Wednesday, June 20, 2012

Introducing SQLite

During the Windows 8 Metro App demos, there have been questions on SQLite. Until I started using it for my Windows 8 App, even I was not aware of the gem called SQLite. Thought of blogging additional information for everyone.

What was my requirement?

A lightweight database to store my contacts information for my Win 8 App. Need to ensure database is present on every machine or tablet which uses the app, so SQL Server / Oracle were immediately ruled out. Need an database which is lightweight, easy to install, and there are no licensing implications.

What did I use?


What is SQLite?

SLite.Org describes it as follows: SQLite is a in-process library that implements a self-contained, serverless, zero-configuration, transactional SQL database engine. The code for SQLite is in the public domain and is thus free for use for any purpose, commercial or private. SQLite is currently found in more applications than we can count, including several high-profile projects.

SQLite is an embedded SQL database engine. Unlike most other SQL databases, SQLite does not have a separate server process. SQLite reads and writes directly to ordinary disk files. A complete SQL database with multiple tables, indices, triggers, and views, is contained in a single disk file. The database file format is cross-platform - you can freely copy a database between 32-bit and 64-bit systems or between big-endian and little-endian architectures. These features make SQLite a popular choice as an Application File Format.

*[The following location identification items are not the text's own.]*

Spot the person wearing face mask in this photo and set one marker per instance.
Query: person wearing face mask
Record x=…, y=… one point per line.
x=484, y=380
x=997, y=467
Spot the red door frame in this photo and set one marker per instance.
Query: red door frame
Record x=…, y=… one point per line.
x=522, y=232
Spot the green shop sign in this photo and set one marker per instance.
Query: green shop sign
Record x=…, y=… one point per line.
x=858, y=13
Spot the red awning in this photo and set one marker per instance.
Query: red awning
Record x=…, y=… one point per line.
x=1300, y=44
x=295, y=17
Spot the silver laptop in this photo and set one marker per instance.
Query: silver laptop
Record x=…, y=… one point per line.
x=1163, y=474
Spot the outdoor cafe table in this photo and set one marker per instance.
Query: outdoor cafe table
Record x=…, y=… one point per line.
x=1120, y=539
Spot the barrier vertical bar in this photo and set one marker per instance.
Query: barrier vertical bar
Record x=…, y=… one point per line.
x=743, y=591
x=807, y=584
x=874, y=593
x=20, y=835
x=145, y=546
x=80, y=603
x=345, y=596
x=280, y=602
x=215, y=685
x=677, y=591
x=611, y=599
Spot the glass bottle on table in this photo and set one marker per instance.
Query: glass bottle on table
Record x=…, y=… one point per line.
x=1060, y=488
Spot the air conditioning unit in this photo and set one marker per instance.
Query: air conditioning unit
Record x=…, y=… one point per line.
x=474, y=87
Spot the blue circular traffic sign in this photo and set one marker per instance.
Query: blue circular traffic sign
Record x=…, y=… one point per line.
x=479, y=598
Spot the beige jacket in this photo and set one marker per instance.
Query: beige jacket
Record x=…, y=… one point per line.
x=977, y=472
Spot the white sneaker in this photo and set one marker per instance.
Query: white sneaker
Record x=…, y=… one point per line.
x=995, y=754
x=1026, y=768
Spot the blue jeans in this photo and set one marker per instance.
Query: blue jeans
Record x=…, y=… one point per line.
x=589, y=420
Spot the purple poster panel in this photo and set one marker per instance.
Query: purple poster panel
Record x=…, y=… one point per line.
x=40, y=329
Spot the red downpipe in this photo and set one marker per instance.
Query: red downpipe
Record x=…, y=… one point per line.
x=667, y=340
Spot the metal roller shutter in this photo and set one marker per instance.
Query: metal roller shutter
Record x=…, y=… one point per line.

SQLite not as a replacement for SQL Server/Oracle, but a lightweight database. The other feasible alternative was to store the information in an XML file and insert/update the XML file using .Net framework classes.

SQLite for Windows 8:

SQLite team has announced that they are going to release an WinRT(Win 8) version of SQLite. It will be hopefully out before the RTM of Windows 8, and simplify the process of using it within an metro style app. However, it is not yet released as of today (19th June 2012).

So how did I use SQLite for my Windows 8 App?

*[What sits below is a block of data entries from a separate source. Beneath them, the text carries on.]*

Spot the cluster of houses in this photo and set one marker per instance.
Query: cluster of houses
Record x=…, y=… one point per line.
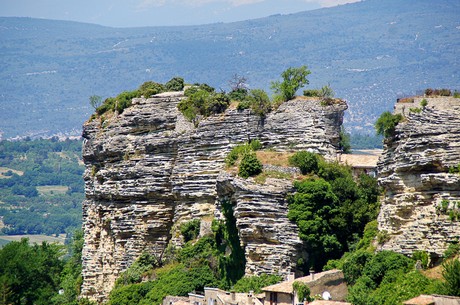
x=328, y=286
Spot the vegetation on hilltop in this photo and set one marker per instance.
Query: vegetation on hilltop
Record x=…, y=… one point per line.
x=293, y=80
x=330, y=208
x=147, y=89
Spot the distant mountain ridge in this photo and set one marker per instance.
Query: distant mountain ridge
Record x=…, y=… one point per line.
x=370, y=52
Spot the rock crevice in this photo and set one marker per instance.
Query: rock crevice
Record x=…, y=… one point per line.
x=149, y=169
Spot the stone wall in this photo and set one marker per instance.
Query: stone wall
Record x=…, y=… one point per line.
x=149, y=169
x=414, y=173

I used the native SQLite DLL, and a .Net wrapper on top of it, which I got from my contact at Microsoft.

There are other .Net SQLite wrappers on CodePlex, but I haven’t been able to evaluate them. Ensure they are compatible with Win 8 consumer/release preview and pass the certification.

How big is my LibSQLite.dll?

756 KB.

I initially found it hard to believe that you can have an entire database engine in less than 1 MB.

How do I install?

This is the best part. It does not require any installation on end user machine. All I need to do is include it in my Visual Studio project, to ensure its present in my bin folder after code compilation.

Who else uses SQLite?

Countless apps. If you have a smart phone using Android, iPhone OS, Samsung Bada or Windows Phone OS, there are high chances that you have already have an app on your phone which uses SQLite.


Inserting contact information for my 450 (and growing) Facebook friends, to my local SQLite database, is relatively slow and takes about 2 minutes.

There are ways and blogs to optimize SQLite performance which I need to look into.

Disclaimer: I had issues with running the app on tablets, and not sure what is the cause. SQLite can be one reason, but I have seen other Win 8 apps using SQLite running without any issues on tablets. So it’s likely that I have picked a wrong version of SQLite, or something else is causing the issue.

I am bad at SQL Data Definition Language syntax. How to I test my SQL JOIN queries?

If you have forgotten the SQL syntax that your probably learnt in college, no worries. You can use open source tools like  “SQLite Database Browser”. It’s a smaller, light weight version of SQL Server Management Studio(that we usually use for our enterprise projects). I create the tables and insert data using GUI, and then use the tool to create the equivalent SQL scripts for me. I also use the tool to test my SQL Queries and joins against the database, before using them in my code.

To know more:


Search on Google, and there are enough reference links and blogs on SQLite.

Though this email is written with SQLite for Win8 App as the background, the information is really generic and can be applied to other scenarios as well.

My experience with SQLite or App development is limited. If there is anything incorrect what I stated above, or better alternatives, do let me know.